Quando si acquista un'auto nuova, il mercato offre varie possibilità per risparmiare. Una è data dalle cosiddette "km zero", vetture che i dealer immatricolano e s'intestano, in genere a fine mese, per raggiungere gli obiettivi di vendita fissati dalla Casa. Un'altra è offerta dai modelli in "run out", ossia quelli che stanno per uscire o sono già fuori produzione.

A cosa fare attenzione. Trattandosi formalmente di vetture usate (anche se, in alcuni casi, non hanno percorso neppure un chilometro), al prezzo di una km zero va quasi sempre aggiunto il costo del passaggio di proprietà. Un altro aspetto da considerare è la garanzia: quella della Casa, di almeno due anni, decorre dall'immatricolazione e quindi avrà una durata inferiore rispetto a quella di un'auto ancora da targare; in ogni caso, il venditore è tenuto a concedere una copertura di almeno 12 mesi dal giorno della consegna. Per quanto riguarda il pagamento del bollo, invece, va verificato prima dell'acquisto: la tassa proprietà può essere già stata pagata dal concessionario.

Situazioni a confronto.

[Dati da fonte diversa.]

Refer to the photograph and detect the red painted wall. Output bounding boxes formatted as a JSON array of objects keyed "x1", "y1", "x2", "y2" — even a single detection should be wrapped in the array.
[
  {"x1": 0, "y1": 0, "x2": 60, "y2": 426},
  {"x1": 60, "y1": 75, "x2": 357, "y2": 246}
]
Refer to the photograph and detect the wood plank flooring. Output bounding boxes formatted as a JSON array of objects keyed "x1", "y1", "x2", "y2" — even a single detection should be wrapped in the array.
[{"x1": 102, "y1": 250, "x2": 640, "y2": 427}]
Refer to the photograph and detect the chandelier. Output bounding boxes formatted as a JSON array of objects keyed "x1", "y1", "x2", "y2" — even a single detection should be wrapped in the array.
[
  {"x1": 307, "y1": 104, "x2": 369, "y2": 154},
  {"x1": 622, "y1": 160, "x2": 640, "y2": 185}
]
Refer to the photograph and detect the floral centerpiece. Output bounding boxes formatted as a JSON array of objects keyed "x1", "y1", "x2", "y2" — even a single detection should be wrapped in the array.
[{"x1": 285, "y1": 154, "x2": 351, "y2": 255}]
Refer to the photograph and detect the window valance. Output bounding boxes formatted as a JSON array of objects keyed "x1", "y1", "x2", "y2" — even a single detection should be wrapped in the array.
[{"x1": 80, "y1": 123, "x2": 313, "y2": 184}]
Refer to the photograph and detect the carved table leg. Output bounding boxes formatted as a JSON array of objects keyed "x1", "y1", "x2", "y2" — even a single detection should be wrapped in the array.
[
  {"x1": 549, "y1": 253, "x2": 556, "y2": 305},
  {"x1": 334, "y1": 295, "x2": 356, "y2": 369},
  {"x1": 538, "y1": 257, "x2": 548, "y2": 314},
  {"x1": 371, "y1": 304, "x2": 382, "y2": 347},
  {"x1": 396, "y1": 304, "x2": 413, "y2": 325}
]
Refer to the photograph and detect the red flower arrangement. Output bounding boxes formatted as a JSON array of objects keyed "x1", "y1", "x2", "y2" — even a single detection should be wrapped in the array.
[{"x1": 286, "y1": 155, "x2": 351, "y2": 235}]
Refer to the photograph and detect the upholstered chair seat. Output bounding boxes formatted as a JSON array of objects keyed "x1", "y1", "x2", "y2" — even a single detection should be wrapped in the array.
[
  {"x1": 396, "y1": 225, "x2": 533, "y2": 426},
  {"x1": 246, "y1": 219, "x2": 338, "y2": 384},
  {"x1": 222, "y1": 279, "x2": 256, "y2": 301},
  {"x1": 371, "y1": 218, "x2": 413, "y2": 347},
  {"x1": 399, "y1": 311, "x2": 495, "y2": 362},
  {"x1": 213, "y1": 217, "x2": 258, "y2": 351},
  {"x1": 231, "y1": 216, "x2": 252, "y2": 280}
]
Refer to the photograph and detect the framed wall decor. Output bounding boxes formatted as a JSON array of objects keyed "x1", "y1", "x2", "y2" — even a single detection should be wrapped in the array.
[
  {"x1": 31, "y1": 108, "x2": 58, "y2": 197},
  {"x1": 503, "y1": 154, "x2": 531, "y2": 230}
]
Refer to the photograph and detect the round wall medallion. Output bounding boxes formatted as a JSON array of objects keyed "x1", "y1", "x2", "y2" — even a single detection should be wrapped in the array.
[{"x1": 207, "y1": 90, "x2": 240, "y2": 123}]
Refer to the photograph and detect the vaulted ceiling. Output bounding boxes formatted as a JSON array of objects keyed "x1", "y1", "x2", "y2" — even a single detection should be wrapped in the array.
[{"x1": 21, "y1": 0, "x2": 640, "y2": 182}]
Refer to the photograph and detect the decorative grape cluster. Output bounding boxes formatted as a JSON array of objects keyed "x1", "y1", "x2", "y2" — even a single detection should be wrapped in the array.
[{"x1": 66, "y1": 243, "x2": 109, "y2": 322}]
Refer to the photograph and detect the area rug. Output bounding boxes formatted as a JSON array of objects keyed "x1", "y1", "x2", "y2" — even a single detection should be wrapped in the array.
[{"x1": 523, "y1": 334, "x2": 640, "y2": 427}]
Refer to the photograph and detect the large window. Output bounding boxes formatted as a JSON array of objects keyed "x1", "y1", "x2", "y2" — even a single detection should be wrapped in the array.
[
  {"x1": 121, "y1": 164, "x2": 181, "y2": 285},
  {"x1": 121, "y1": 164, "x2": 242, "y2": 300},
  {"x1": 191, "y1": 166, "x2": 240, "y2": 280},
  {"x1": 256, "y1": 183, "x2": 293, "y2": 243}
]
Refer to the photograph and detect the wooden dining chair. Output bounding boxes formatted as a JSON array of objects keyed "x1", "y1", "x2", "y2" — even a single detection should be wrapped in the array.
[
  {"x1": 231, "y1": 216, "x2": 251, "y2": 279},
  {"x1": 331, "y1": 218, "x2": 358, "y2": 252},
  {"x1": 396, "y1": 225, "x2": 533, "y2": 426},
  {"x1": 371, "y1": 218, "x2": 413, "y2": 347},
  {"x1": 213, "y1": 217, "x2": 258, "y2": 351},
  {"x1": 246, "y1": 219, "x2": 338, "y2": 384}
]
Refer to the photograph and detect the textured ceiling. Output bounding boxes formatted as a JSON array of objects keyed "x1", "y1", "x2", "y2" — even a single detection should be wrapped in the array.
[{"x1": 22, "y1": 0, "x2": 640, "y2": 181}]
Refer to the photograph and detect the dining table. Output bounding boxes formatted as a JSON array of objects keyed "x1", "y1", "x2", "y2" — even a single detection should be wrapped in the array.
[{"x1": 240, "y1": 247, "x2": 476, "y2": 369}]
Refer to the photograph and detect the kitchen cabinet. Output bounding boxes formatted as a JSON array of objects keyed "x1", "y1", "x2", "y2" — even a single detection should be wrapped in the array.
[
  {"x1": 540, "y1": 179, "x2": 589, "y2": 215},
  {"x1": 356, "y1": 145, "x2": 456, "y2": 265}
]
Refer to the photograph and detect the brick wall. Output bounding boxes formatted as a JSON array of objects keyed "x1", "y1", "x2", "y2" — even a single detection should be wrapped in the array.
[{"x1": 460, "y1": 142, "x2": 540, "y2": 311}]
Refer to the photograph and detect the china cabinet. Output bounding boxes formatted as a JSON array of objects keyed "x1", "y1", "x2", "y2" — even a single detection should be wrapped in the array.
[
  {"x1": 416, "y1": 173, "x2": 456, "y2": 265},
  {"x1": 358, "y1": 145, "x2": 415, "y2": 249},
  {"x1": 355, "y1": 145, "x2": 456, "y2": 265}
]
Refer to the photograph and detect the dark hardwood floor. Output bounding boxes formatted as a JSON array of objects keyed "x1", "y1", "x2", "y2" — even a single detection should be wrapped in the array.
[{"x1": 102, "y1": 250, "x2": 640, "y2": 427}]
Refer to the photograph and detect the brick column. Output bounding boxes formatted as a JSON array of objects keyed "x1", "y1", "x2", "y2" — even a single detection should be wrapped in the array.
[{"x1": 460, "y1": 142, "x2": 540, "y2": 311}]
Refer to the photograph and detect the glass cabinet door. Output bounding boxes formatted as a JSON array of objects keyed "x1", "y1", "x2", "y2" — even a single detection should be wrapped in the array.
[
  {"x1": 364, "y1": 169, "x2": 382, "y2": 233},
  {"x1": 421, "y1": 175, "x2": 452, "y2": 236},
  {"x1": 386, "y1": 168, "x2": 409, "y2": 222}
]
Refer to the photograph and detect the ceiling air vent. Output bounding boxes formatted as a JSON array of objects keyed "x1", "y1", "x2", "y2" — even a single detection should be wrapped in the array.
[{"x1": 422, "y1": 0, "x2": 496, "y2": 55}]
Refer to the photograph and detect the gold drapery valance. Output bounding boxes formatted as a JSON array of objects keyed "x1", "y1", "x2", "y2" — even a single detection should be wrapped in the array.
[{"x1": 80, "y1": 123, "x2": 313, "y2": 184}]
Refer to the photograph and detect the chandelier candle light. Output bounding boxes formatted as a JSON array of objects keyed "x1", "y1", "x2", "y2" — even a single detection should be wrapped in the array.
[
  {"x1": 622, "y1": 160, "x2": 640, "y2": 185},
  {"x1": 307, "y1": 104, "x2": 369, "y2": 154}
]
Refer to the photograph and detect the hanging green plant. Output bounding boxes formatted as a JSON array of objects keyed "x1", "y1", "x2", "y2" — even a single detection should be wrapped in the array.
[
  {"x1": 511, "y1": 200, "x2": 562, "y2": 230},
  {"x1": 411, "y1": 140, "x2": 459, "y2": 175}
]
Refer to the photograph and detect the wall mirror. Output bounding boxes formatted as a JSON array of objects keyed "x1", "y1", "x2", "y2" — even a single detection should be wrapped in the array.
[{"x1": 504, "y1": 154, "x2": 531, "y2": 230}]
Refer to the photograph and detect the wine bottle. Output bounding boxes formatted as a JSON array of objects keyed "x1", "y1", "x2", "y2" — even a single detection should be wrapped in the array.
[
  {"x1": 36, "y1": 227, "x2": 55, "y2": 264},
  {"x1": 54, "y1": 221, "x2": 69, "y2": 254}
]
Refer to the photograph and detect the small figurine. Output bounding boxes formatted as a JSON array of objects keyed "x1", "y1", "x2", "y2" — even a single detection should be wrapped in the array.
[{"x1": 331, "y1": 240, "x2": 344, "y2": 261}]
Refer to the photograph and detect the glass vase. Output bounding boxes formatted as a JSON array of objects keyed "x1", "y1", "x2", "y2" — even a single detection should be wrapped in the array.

Di seguito, ecco alcuni esempi che mostrano quanto si può risparmiare per alcuni modelli in run out, anche sotto forma di km zero, rispetto agli analoghi di ultima generazione. Diversi gli scenari possibili: quello di un costruttore che ha già programmato l'uscita dal mercato di un modello e non ha intenzione di sostituirlo (per esempio, l'Alfa Romeo Giulietta), quello in cui nuova e vecchia generazione convivono per un certo periodo di tempo, con la Casa che porta avanti, per entrambe, campagne promozionali ufficiali (è il caso delle Hyundai i20 di seconda e terza generazione) e quella in cui la nuova serie è già stata presentata, ma non è ancora disponibile nelle concessionarie (seconda e terza serie della Nissan Qashqai). 

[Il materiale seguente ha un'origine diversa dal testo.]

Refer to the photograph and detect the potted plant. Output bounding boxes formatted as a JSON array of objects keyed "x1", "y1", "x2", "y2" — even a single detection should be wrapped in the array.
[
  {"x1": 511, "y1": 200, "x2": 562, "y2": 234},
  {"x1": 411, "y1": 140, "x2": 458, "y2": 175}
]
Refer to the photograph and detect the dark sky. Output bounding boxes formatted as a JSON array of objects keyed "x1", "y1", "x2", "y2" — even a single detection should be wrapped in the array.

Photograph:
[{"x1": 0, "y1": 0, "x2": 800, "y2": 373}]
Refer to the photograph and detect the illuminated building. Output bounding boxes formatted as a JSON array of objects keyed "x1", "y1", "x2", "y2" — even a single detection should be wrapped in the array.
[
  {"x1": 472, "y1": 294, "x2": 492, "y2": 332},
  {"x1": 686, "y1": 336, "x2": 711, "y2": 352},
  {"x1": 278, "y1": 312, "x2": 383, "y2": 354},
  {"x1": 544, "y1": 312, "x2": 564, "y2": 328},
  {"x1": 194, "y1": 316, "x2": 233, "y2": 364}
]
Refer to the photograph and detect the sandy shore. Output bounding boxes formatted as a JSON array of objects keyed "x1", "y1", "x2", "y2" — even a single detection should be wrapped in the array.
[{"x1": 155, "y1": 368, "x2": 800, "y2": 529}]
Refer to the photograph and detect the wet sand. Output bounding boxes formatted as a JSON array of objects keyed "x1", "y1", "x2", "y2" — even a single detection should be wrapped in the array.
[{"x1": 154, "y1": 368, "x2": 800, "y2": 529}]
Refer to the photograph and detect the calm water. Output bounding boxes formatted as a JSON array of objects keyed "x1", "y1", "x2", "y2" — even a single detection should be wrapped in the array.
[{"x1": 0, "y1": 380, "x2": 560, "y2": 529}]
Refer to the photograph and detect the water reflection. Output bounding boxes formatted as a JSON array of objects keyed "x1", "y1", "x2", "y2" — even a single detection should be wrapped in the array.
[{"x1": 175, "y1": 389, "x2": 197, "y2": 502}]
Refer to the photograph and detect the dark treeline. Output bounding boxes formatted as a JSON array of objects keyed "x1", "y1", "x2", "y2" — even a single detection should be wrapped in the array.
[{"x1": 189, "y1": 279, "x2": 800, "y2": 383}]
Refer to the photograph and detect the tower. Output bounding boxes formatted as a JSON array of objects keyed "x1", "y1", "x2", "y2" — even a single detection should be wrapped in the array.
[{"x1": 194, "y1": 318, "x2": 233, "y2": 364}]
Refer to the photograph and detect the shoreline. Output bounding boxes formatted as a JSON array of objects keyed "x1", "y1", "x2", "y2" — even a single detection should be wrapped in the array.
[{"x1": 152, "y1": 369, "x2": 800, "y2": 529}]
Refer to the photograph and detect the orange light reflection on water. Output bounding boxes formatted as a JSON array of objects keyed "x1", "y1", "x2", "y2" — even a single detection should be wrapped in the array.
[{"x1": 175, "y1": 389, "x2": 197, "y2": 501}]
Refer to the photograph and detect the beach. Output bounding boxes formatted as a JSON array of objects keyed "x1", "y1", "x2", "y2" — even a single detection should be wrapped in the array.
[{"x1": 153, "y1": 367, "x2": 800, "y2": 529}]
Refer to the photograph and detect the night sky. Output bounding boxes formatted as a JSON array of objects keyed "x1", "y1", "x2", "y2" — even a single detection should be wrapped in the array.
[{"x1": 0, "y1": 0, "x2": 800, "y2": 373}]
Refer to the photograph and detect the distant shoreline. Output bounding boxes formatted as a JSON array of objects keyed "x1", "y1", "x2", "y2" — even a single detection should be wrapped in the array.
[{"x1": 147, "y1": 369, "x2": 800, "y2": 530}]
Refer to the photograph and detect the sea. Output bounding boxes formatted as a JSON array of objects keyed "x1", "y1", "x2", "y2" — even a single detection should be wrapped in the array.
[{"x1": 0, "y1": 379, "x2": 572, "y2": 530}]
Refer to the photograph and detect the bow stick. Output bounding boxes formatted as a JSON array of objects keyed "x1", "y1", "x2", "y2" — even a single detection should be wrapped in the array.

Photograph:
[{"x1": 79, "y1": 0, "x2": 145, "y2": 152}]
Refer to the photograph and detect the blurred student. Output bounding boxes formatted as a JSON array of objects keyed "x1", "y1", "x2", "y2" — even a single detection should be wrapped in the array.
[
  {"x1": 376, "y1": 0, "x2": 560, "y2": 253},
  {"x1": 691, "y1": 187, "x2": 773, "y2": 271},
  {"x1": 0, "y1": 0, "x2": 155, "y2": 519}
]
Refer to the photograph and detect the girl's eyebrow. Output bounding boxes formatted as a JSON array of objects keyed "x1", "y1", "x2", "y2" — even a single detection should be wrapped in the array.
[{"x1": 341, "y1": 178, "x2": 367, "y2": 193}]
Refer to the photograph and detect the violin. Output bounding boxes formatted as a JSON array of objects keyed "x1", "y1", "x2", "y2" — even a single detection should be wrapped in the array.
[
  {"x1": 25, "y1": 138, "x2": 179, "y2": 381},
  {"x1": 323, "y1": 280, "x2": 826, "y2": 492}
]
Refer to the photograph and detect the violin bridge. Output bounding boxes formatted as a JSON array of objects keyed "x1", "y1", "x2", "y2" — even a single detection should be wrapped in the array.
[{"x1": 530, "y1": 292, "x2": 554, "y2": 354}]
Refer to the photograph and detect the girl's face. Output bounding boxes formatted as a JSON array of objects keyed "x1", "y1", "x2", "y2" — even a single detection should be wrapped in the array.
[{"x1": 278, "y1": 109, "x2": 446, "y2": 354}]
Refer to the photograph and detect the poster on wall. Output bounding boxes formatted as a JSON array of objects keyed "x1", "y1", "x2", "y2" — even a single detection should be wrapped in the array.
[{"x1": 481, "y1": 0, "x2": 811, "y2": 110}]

Alfa Romeo Giulietta: addio al mercato. Come detto, la Giulietta rappresenta un caso sé stante: la Casa del Biscione ha già deciso di cessarne la produzione, ma non ha in programma di sostituirla con una nuova serie. Vantaggiose le promozioni in corso negli ultimi mesi, con ribassi superiori al 35% e finanziamento senza anticipo né maxi rata finale. Per le km zero, invece, in alcuni casi gli sconti arrivano a superare il 40% del prezzo di listino.

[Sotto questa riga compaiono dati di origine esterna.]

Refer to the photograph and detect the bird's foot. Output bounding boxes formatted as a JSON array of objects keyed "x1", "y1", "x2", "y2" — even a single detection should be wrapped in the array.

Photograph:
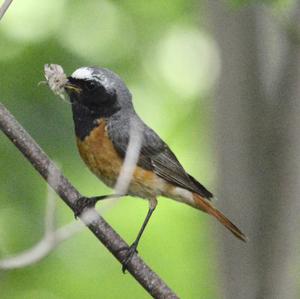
[{"x1": 118, "y1": 242, "x2": 138, "y2": 274}]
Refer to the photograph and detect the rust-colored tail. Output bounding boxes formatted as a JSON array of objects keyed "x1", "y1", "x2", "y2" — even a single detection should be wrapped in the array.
[{"x1": 193, "y1": 193, "x2": 247, "y2": 242}]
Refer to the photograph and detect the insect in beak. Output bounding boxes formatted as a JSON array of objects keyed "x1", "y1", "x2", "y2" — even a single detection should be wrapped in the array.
[{"x1": 64, "y1": 82, "x2": 82, "y2": 94}]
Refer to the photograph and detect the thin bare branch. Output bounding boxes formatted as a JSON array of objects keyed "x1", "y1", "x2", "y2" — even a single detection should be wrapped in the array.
[
  {"x1": 0, "y1": 103, "x2": 178, "y2": 298},
  {"x1": 0, "y1": 0, "x2": 13, "y2": 20}
]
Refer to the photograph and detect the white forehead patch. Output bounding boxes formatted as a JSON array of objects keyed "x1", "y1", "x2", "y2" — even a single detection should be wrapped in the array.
[{"x1": 71, "y1": 67, "x2": 95, "y2": 80}]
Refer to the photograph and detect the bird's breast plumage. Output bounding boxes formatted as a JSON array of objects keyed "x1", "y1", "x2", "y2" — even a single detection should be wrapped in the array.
[{"x1": 77, "y1": 118, "x2": 165, "y2": 198}]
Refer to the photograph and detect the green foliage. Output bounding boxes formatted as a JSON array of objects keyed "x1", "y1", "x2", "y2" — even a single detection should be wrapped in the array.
[{"x1": 0, "y1": 0, "x2": 219, "y2": 299}]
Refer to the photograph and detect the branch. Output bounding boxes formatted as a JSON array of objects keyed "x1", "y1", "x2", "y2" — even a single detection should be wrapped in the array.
[
  {"x1": 0, "y1": 103, "x2": 178, "y2": 298},
  {"x1": 0, "y1": 0, "x2": 13, "y2": 20}
]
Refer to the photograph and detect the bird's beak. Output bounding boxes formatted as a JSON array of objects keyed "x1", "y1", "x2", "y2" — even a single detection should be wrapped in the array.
[{"x1": 64, "y1": 81, "x2": 82, "y2": 94}]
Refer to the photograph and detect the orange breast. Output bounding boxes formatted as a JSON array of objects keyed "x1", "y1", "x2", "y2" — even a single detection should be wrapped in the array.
[{"x1": 77, "y1": 119, "x2": 164, "y2": 198}]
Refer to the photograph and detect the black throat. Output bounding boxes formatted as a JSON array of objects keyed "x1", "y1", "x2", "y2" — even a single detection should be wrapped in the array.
[{"x1": 72, "y1": 102, "x2": 119, "y2": 140}]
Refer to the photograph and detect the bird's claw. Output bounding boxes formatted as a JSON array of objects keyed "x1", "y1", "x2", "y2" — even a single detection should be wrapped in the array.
[
  {"x1": 118, "y1": 242, "x2": 138, "y2": 274},
  {"x1": 74, "y1": 197, "x2": 97, "y2": 219}
]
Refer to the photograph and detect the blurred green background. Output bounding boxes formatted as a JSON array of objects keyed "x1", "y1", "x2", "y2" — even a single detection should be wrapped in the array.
[
  {"x1": 0, "y1": 0, "x2": 220, "y2": 299},
  {"x1": 0, "y1": 0, "x2": 300, "y2": 299}
]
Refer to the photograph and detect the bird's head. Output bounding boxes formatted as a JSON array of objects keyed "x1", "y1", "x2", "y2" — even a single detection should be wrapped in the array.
[{"x1": 64, "y1": 67, "x2": 132, "y2": 116}]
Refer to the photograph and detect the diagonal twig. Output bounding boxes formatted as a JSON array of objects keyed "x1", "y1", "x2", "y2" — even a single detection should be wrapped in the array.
[{"x1": 0, "y1": 103, "x2": 178, "y2": 298}]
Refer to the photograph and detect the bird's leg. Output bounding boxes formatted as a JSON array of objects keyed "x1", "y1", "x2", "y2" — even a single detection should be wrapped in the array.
[
  {"x1": 74, "y1": 194, "x2": 125, "y2": 218},
  {"x1": 119, "y1": 197, "x2": 157, "y2": 273}
]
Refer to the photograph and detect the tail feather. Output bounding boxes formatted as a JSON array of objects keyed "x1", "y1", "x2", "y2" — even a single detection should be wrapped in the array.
[{"x1": 193, "y1": 194, "x2": 248, "y2": 242}]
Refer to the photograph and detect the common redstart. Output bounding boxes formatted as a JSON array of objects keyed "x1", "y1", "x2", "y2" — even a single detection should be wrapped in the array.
[{"x1": 64, "y1": 67, "x2": 247, "y2": 271}]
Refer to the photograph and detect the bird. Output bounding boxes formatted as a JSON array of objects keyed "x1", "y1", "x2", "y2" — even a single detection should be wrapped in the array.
[{"x1": 64, "y1": 67, "x2": 247, "y2": 272}]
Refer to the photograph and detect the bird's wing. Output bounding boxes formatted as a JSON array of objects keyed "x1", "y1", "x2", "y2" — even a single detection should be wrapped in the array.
[{"x1": 109, "y1": 118, "x2": 213, "y2": 199}]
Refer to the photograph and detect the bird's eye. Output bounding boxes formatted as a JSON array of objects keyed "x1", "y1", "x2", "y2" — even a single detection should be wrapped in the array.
[{"x1": 85, "y1": 81, "x2": 96, "y2": 91}]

Hyundai i20 di seconda generazione... La compatta coreana è in vendita dal 2014, mentre il restyling è avvenuto nel 2018. fuori produzione dall'estate 2020.
Km zero:
sul mercato ne restano pochissimi esemplari, con sconti vicini al 30%.
Run out:
rientra ancora in una campagna promozionale ufficiale della Hyundai: è scontata del 26%, con incentivi e finanziamento i-Plus.

... e quella di terza. L'ultima serie è in vendita da ottobre 2020, con prezzi compresi fra 17.050 a 22.650 euro.
Km zero:
già parecchi gli esemplari disponibili, con sconti che arrivano a sfiorare il 40%.
Promozione:
le offerte in corso, con finanziamento e incentivi, hanno sconti intorno al 20%.

Nissan Qashqai di seconda... A listino dal 2014, la Suv giapponese è stata ristilizzata nel 2017. Lo stop alla produzione è avvenuto a gennaio 2021.
Km zero: tanti gli esemplari disponibili, con sconti che arrivano a sfiorare il 40%.
Run out: offerte ancora ampiamente in corso per la Suv giapponese, con ribassi compresi fra il 18 e il 25% in base alla formula di finanziamento e alle versioni.

... e terza generazione. La nuova serie, che dice addio al diesel, non è ancora disponibile nelle concessionarie.
Listino: sono stati diffusi solo i prezzi della Premier edition (ibrida). Si parte da 33.870 euro.
Promozioni:
sul sito Nissan è preordinabile. Al momento lo sconto è del 13% con adesione al finanziamento.